The questions students ask are not the questions textbooks answer. 'Why does my robot drive in a circle when I told it to go straight?' is a richer question than any exam I ever took. Answering it well forces you to talk about motor tolerances, PWM duty cycle, wheel slip, surface friction, and the difference between an open-loop and a closed-loop controller — all in the same five-minute conversation.
A lot of the clarity in my own writing and engineering comes from those classrooms. If you can explain interrupts to a first-year student in under ten minutes with a working example, you understand interrupts.
Hardware that earns its place
Arduino Uno and Nano, L298N motor driver, hobby servos, ultrasonic and IR sensors. None of it is glamorous.

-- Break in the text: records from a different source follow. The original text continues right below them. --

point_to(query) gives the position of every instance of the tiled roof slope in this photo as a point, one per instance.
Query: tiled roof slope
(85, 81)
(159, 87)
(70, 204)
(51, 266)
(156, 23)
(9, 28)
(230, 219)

All of it survives a classroom of curious hands, which is its own kind of engineering qualification.
I have come to respect hardware that is cheap, replaceable, and well-documented far more than hardware that is fancy and fragile. A classroom is the harshest QA team you will ever meet. Anything that survives a semester there is genuinely production-grade for everyday robotics work.
Where robotics is heading for students like mine
ROS is showing up in more undergrad projects. So is computer vision. So are small-scale autonomous platforms. The cost of building a real, sensing, deciding robot has collapsed in the last five years.
My advice to students stepping into this space: start with one boring robot. Get it to drive in a straight line. Get it to stop when it sees a wall. Get it to log telemetry. Then upgrade one piece at a time. Robots that do everything at once and nothing well are a rite of passage you can skip if you want.